Employment for overseas Filipino workers (OFWs) in China's Hong Kong has declined, a migrant group said.
From January to May this year, the number of OFWs in Hong Kong dropped from about 135,000 to 125,000, registering a 7.4 percent decrease in OFW employment there, the Philippine Daily Inquirer online news Friday quoted the Hong Kong-based Center for Migrant Advocacy board member Daphne Ceniza-Kuok as saying.
"The labor market in Hong Kong is really shrinking and nationals from other countries are under-cutting the wages too," she said.
The Society of Hongkong Accredited Recruiters of the Philippines confirmed the decline.

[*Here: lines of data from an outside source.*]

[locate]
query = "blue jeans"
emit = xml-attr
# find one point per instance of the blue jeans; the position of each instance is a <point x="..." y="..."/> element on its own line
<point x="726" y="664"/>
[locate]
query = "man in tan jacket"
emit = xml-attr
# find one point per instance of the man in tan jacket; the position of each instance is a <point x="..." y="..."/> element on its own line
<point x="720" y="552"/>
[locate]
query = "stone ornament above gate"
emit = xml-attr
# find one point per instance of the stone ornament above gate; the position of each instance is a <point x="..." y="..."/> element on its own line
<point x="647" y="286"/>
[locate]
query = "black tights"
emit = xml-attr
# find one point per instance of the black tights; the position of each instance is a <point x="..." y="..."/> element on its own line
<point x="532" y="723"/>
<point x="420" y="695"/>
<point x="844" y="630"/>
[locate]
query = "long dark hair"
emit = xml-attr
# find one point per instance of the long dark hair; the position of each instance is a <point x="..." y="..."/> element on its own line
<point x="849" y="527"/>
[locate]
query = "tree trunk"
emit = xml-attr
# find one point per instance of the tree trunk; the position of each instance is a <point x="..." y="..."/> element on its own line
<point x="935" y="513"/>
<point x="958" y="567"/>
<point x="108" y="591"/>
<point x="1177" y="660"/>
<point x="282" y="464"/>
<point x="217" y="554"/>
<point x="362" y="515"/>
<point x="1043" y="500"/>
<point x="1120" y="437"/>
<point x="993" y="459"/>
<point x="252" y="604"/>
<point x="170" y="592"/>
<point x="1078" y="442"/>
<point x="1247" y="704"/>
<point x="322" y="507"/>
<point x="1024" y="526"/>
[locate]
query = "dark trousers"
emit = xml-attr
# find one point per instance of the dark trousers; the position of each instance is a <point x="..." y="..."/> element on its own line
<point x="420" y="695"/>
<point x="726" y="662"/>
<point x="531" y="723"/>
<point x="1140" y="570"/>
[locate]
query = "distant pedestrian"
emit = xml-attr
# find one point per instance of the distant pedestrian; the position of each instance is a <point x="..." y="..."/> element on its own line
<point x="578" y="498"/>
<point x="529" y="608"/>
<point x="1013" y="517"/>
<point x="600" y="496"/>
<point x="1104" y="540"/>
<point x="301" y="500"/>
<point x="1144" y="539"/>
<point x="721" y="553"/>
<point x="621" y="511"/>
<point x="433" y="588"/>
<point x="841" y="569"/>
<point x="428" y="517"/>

The society President Alfredo Palmiery said although Filipinos continued to dominate the domestic Hong Kong service market, the Indonesians were "slowly but steadily penetrating it," especially amid the economic downturn that resulted from the Severe Acute Respiratory Syndrome epidemic in 2002.
As of April 2004, there were 217,000 foreign domestic workers in Hong Kong, of which, 57 percent or 124,720 are Filipinos, while38 percent are Indonesians. The rest are Sri Lankans, Indians, and Vietnamese, according to the industry official.
Globally, an estimated 8 million OFWs remit back home an average of more than 7 billion US dollars annually to keep the country's economy afloat.